Sex and Your Body Image
Sometimes it's tough to feel good about your body
How comfortable do you feel with your body? Do you like it? How comfortable are you with letting your husband or wife see you nude? Is it "all lights off, please!" during sex?
Many of us would like to change or improve those parts of our bodies with which we are not happy. I'm not talking extreme makeover, just a few changes to areas we find we'd like better if they were improved.
While we may wish for slimmer hips, a flatter stomach, a tighter butt, more muscle tone, most of us will, either be happy with, and accept, ourselves the way we are, or work on improving those areas through exercise and diet. There are some of us who may take the desire for "perfection" to a whole new limit and go for plastic surgery.
Some allow the perceived "disaster" areas to ruin their lives. Women in particular have a distorted image of what the female body should look like (distorted body image) and obsess about their own lack of perfection. Society and the printed air-brushed images we see every day have lead to this obsession. This unhappiness with body image can ruin not only a person's self-esteem but the sex life in a marriage.
Let's face it-we are likely to be undressed in front of our spouses every day. They are able to see us in any stage of dress or undress at various times of the day or night. Not feeling comfortable with our own body takes away not only our pleasure at being seen but their pleasure at seeing us. Sex is a tactile and visual act.
Our view of our own body is influenced by many factors, starting in childhood. Your parents' ideas about sexuality and the body make a deep imprint on young minds. If the nude body was a taboo subject in your family, then you may feel the need to "cover up" even in front of your spouse. If your parents' religious beliefs lead you to believe that a naked body and its natural sexual feelings were sinful before marriage, it is difficult to change your ideas after the wedding.
Other factors that influence our attitude towards our bodies come from how we viewed adults in our lives. Did we admire them? Were they fit and attractive? Did we want to be like them, or did we secretly hope we wouldn't look like them when we became adults?
One woman I know says that her mother's obesity had a tremendous impact on her view of the female body. A man told me that the memory of the way his father and uncle looked at the beach with their "beach ball" stomachs makes him obsessive about doing sit-ups.

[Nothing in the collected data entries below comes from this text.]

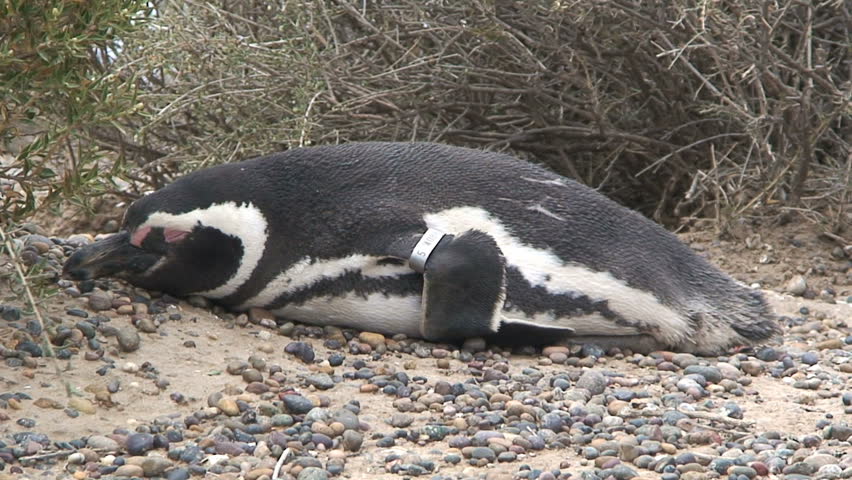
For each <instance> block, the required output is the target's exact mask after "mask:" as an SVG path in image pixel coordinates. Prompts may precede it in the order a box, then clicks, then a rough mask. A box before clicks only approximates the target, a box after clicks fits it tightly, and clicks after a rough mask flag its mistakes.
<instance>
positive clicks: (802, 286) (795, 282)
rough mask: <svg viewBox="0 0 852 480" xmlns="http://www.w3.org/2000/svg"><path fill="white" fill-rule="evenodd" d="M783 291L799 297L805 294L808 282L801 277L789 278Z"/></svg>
mask: <svg viewBox="0 0 852 480" xmlns="http://www.w3.org/2000/svg"><path fill="white" fill-rule="evenodd" d="M784 290H785V291H786V292H787V293H789V294H791V295H796V296H797V297H800V296H802V295H804V294H805V292H806V291H807V290H808V282H807V281H806V280H805V277H803V276H801V275H796V276H795V277H793V278H791V279H790V281H789V282H787V285H786V286H785V287H784Z"/></svg>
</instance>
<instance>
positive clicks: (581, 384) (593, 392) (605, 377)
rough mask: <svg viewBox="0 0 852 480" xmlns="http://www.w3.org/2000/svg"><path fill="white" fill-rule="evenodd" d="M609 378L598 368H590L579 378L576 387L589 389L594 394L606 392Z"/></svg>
mask: <svg viewBox="0 0 852 480" xmlns="http://www.w3.org/2000/svg"><path fill="white" fill-rule="evenodd" d="M607 383H608V382H607V379H606V377H605V376H604V375H603V373H601V372H600V371H598V370H593V369H589V370H586V371H584V372H583V374H582V375H580V379H579V380H577V384H576V387H577V388H583V389H586V390H588V391H589V392H590V393H591V394H592V395H599V394H601V393H603V392H604V390H605V389H606V386H607Z"/></svg>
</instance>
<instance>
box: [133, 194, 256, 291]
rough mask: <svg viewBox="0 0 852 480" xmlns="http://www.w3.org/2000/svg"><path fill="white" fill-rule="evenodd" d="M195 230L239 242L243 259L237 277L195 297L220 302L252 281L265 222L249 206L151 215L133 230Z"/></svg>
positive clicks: (217, 207) (162, 212)
mask: <svg viewBox="0 0 852 480" xmlns="http://www.w3.org/2000/svg"><path fill="white" fill-rule="evenodd" d="M196 226H204V227H212V228H215V229H217V230H219V231H221V232H222V233H224V234H225V235H230V236H232V237H236V238H238V239H239V240H240V242H242V246H243V257H242V258H241V259H240V263H239V267H238V268H237V271H236V273H234V275H232V276H231V278H229V279H228V281H227V282H225V283H224V284H223V285H220V286H218V287H216V288H214V289H212V290H207V291H204V292H195V293H196V294H198V295H201V296H204V297H210V298H222V297H226V296H228V295H230V294H232V293H234V292H236V291H237V289H238V288H239V287H240V285H242V284H243V283H245V282H246V280H248V279H249V278H250V277H251V274H252V272H254V269H255V268H256V267H257V265H258V263H260V259H261V257H263V252H264V250H265V248H266V235H267V222H266V218H265V217H264V216H263V213H261V211H260V209H258V208H257V207H255V206H254V205H252V204H251V203H246V204H241V205H237V204H236V203H234V202H225V203H216V204H213V205H210V206H209V207H207V208H198V209H195V210H191V211H189V212H186V213H179V214H172V213H165V212H154V213H152V214H151V215H150V216H149V217H148V219H147V220H145V222H144V223H142V224H141V225H139V226H138V227H137V228H136V230H137V231H139V230H141V229H143V228H146V227H158V228H165V229H174V230H180V231H185V232H190V231H192V229H193V228H195V227H196ZM210 261H211V262H215V261H216V259H215V258H211V259H210Z"/></svg>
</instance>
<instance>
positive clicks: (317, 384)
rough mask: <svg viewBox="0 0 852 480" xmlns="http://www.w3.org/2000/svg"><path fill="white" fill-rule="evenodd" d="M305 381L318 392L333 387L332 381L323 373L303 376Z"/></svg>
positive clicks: (331, 380)
mask: <svg viewBox="0 0 852 480" xmlns="http://www.w3.org/2000/svg"><path fill="white" fill-rule="evenodd" d="M305 381H306V382H308V385H311V386H313V387H316V388H317V389H319V390H328V389H331V388H333V387H334V380H332V379H331V377H330V376H329V375H328V374H325V373H318V374H316V375H307V376H305Z"/></svg>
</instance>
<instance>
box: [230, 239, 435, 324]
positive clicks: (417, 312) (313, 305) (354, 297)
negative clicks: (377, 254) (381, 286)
mask: <svg viewBox="0 0 852 480" xmlns="http://www.w3.org/2000/svg"><path fill="white" fill-rule="evenodd" d="M382 260H384V258H382V257H376V256H371V255H361V254H352V255H349V256H346V257H341V258H331V259H315V258H310V257H305V258H303V259H301V260H300V261H298V262H296V263H294V264H293V265H291V266H289V267H288V268H287V269H286V270H285V271H283V272H281V273H280V274H279V275H278V276H276V277H275V278H274V279H273V280H272V281H271V282H270V283H269V284H267V285H266V286H265V287H264V288H263V290H262V291H261V292H259V293H258V294H257V295H255V296H254V297H252V298H251V299H249V300H248V301H246V302H245V303H243V305H241V307H240V308H241V309H246V308H249V307H264V306H266V305H269V304H271V303H273V302H274V301H275V300H276V299H277V298H280V297H281V296H283V295H288V294H293V293H296V292H300V291H312V293H313V295H311V296H310V297H309V298H307V299H306V300H302V301H299V302H297V303H288V304H286V305H284V306H282V307H280V308H276V309H272V313H274V314H276V315H278V316H281V317H284V318H289V319H292V320H297V321H300V322H305V323H311V324H315V325H337V326H342V327H351V328H355V329H359V330H368V331H373V332H380V333H387V334H391V335H393V334H396V333H404V334H406V335H408V336H411V337H419V336H421V333H420V320H421V318H422V311H421V296H420V295H419V294H408V295H394V294H390V293H386V292H382V291H375V292H371V293H368V294H366V295H365V294H359V293H356V292H354V291H351V292H346V293H343V294H340V293H339V292H338V293H336V294H330V293H328V292H324V291H323V290H322V289H320V288H318V285H320V284H321V282H323V281H329V280H331V281H334V280H335V279H340V278H341V277H344V276H345V275H347V274H349V273H358V274H359V275H360V276H361V277H362V278H364V279H370V278H381V279H393V278H396V277H400V276H402V275H409V274H411V273H412V272H411V269H409V268H408V267H407V266H406V265H400V264H383V263H382ZM418 293H419V292H418Z"/></svg>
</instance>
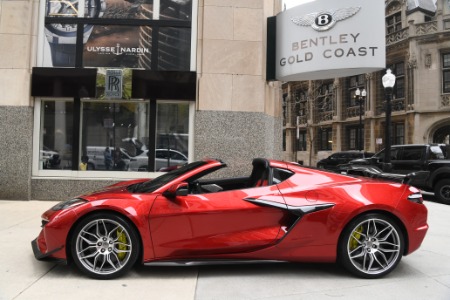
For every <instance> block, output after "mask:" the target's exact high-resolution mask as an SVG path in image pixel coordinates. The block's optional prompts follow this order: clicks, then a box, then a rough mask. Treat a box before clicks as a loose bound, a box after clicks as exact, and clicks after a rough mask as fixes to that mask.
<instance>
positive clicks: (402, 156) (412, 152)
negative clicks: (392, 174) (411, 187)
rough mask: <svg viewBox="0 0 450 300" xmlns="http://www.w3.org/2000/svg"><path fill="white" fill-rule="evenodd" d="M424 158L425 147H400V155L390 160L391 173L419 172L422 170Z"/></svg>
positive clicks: (425, 151)
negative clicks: (390, 162)
mask: <svg viewBox="0 0 450 300" xmlns="http://www.w3.org/2000/svg"><path fill="white" fill-rule="evenodd" d="M425 156H426V147H424V146H410V147H409V146H408V147H402V151H401V153H400V155H398V156H397V157H395V159H394V158H393V159H392V172H393V173H400V174H408V173H411V172H415V171H420V170H422V168H423V162H424V161H425Z"/></svg>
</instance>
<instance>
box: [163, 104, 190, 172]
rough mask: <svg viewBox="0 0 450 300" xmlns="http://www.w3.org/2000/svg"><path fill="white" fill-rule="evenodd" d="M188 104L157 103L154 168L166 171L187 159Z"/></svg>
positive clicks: (186, 162)
mask: <svg viewBox="0 0 450 300" xmlns="http://www.w3.org/2000/svg"><path fill="white" fill-rule="evenodd" d="M188 141H189V104H188V103H164V102H162V103H158V112H157V128H156V151H155V158H156V159H155V169H156V170H157V171H168V170H171V169H173V168H176V167H177V166H180V165H183V164H185V163H187V161H188V150H189V147H188Z"/></svg>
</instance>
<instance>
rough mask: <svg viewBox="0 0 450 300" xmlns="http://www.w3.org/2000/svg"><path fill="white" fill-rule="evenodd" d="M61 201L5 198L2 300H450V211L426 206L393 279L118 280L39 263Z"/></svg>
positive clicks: (285, 271) (184, 276) (187, 270)
mask: <svg viewBox="0 0 450 300" xmlns="http://www.w3.org/2000/svg"><path fill="white" fill-rule="evenodd" d="M54 204H55V202H47V201H0V209H1V211H2V217H1V218H0V228H1V229H0V234H1V235H0V236H1V241H2V243H1V246H0V247H1V255H0V300H10V299H17V300H24V299H65V300H66V299H67V300H68V299H77V300H79V299H85V298H88V297H89V298H91V299H126V300H133V299H158V300H159V299H177V300H184V299H189V300H193V299H195V300H203V299H214V300H216V299H224V300H225V299H227V300H231V299H233V300H234V299H269V300H272V299H280V300H281V299H283V300H285V299H288V300H289V299H302V300H303V299H306V300H313V299H314V300H317V299H319V300H321V299H345V300H352V299H355V300H356V299H362V298H363V299H366V300H367V299H377V300H379V299H396V300H403V299H405V300H414V299H417V300H419V299H420V300H422V299H433V300H448V299H450V251H448V249H449V247H450V246H449V245H450V230H449V227H450V206H447V205H443V204H439V203H434V202H430V201H427V202H426V205H427V207H428V209H429V224H430V230H429V232H428V234H427V237H426V238H425V241H424V243H423V245H422V247H421V248H420V249H419V250H418V251H416V252H415V253H413V254H411V255H410V256H407V257H404V258H403V259H402V262H401V263H400V265H399V266H398V267H397V269H396V270H394V271H393V273H391V274H390V275H389V276H387V277H385V278H382V279H378V280H364V279H358V278H354V277H352V276H350V275H349V274H348V273H347V272H345V271H343V270H342V269H341V268H339V267H338V266H336V265H334V264H251V265H236V266H204V267H139V268H134V269H133V270H132V271H131V272H129V273H128V274H127V276H125V277H123V278H119V279H116V280H108V281H104V280H93V279H89V278H87V277H85V276H83V275H82V274H80V273H79V272H77V271H75V270H74V268H71V267H68V266H66V265H63V264H54V263H46V262H39V261H37V260H35V258H34V256H33V252H32V250H31V246H30V242H31V240H32V239H34V238H35V237H36V236H37V234H38V233H39V231H40V227H39V226H40V215H41V213H42V212H44V211H45V210H46V209H47V208H49V207H51V206H52V205H54Z"/></svg>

What we found unattractive in a parent, especially if we resemble that parent, can make us feel unattractive also.
If showing your body to your husband or wife is embarrassing to you, you need to do some mind-searching and find out why. Is your body really so horrible? Take a realistic, not emotional, look at yourself.
Do you see a need for improvement? Do something. If weight is an issue, join a weight-loss organization and an exercise class. Understand that, besides time, it will take daily effort to lose weight. And please, set a "normal" goal weight for yourself; don't just look at the goal weight charts.
Every body is built differently. I know very few women who are a healthy 118 pounds, and very few healthy overly "bulked-up" men. Remember, you not only want to look better, but, feel healthy and vital.
If you were taught to be ashamed of your body you must "unlearn" this attitude. Again this will take effort and time. Remember: the human body is a beautiful machine, perfect in every way. "It" eats, talks, hears, sees, moves, repairs itself, feels pleasure, and has the ability to create life. View your body as a wonderful gift.
Have realistic expectations of what you want done and seek a reputable board certified doctor if you opt for plastic surgery. This is major surgery you're contemplating, not a day at the spa.
Above all remember, everyone's idea of beauty is different. Even before your spouse-to-be ever spoke to you, he or she was attracted to you because you fit his or her idea of beautiful. To your spouse, your nude body is "eye candy." The look you receive is not a critique; it is pleasure and desire.
Body image and sex are eternally entwined. Love your body as your spouse does.
Enjoy the pleasure your body can give and get. Be proud of the greatest machine ever created-your body.